Elizabeth desplegó el papel con cuidado. Al deslizar la mirada sobre las líneas, descubrió una caligrafía impecable: una letra sumamente ordenada, recta y de trazos varoniles que reflejaba a la perfección la disciplina militar y la firmeza de Alexander. Respiró hondo, sintiendo que la voz ronca del capitán Ferguson resonaba directamente en su mente mientras leía:

QUERIDA ELIZABETH:

Espero que te encuentres muy bien. Nosotros hace solo tres días llegamos finalmente al lugar de destino de nuestra misión. Estamos todos bien, gracias a Dios. Te escribo estas líneas principalmente para contarte que tu pequeño peluche lo llevo colgado conmigo a todas partes para poder sentirte cerca en medio de todo esto, y tu fotografía la tengo guardada dentro de mi identificación oficial para poder verte en todo momento del día.

Te extraño demasiado, pecosa. Deseo con todas mis fuerzas que el tiempo pase lo más rápido posible para volver a verte y volver a sentirte entre mis brazos. No puedo escribirte mucho más por motivos de seguridad y espacio.

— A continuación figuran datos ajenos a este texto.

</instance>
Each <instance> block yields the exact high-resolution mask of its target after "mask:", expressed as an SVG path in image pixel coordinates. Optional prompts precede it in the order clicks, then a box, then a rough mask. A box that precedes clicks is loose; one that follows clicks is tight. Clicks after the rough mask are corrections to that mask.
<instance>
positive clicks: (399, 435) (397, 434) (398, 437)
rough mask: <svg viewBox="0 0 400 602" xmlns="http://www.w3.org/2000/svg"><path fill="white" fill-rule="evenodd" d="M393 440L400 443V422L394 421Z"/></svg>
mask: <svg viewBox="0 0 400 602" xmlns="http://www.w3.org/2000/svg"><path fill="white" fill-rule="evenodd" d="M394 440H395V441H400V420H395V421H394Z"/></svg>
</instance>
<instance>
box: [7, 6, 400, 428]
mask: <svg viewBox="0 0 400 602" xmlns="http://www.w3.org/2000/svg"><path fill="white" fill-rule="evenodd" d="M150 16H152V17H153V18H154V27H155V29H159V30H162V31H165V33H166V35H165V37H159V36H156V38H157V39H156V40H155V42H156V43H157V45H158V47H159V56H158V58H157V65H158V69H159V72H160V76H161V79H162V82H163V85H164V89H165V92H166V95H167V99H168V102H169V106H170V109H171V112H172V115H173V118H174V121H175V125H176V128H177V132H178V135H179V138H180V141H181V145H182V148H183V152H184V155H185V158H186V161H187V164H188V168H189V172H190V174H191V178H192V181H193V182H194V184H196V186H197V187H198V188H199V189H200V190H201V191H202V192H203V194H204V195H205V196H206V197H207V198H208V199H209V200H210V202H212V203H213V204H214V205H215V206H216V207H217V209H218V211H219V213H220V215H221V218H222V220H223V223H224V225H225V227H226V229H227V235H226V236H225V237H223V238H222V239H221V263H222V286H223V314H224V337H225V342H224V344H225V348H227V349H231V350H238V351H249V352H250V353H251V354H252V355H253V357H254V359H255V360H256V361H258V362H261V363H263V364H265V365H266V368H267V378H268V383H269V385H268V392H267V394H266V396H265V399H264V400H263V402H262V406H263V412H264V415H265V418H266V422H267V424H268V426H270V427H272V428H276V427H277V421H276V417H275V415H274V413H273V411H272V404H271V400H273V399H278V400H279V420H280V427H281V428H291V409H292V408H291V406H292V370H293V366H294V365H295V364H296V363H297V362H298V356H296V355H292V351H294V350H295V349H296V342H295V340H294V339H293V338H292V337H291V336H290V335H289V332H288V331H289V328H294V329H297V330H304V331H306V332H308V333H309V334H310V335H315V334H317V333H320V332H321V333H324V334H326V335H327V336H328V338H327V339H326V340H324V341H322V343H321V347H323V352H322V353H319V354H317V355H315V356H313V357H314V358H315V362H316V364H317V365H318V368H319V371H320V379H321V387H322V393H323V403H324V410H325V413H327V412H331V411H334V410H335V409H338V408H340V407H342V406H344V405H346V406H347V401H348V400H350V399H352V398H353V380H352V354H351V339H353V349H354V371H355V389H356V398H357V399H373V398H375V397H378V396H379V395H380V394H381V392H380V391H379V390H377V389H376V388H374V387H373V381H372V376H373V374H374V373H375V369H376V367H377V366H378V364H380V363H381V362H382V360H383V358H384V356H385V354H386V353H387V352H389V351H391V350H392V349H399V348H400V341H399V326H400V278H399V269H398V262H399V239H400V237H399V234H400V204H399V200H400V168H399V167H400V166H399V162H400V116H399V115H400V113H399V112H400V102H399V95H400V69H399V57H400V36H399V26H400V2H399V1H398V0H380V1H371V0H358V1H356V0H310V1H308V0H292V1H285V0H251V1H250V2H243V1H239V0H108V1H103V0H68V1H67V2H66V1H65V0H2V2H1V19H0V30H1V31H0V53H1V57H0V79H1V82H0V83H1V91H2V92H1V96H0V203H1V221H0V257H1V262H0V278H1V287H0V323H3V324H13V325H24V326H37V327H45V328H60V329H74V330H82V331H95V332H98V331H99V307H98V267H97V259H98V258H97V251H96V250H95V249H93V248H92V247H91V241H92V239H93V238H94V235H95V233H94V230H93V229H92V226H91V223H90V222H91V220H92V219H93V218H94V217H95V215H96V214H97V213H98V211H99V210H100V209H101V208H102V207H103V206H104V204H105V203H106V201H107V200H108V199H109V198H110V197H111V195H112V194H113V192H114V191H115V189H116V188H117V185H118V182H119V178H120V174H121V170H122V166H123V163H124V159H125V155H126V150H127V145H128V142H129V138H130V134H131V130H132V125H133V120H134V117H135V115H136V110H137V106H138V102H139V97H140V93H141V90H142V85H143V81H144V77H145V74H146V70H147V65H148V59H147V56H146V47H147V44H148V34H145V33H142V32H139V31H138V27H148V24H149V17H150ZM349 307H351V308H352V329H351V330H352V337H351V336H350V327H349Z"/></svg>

Te mando una carta adjunta dentro de este mismo sobre para que se la entregues a mi mamá si te es posible, ya que aquí solo tenemos permitido enviar una sola carta por semana.

Besos, pecosa. Volveré por ti.

CON CARIÑO, ALEX.

Elizabeth terminó de leer y apretó la hoja de papel contra su pecho, cerrando los ojos mientras una lágrima de puro alivio y felicidad rodaba por su mejilla. El perfume de Alexander parecía brotar de las líneas del texto.

Miró el sobre y encontró la pequeña carta adjunta dirigida a la madre de Alex. Sintió un orgullo inmenso en el pecho; Alexander no solo la recordaba en la distancia, sino que le estaba confiando el cuidado de lo más sagrado que tenía en el mundo: su madre. La ejecutiva de veinticuatro años se puso de pie, miró a Matías, que la observaba con ternura desde la cocina, y supo que la espera iba a ser larga y dura, pero que cada segundo valdría la pena. Tenía un hombre de verdad peleando por regresar a sus brazos.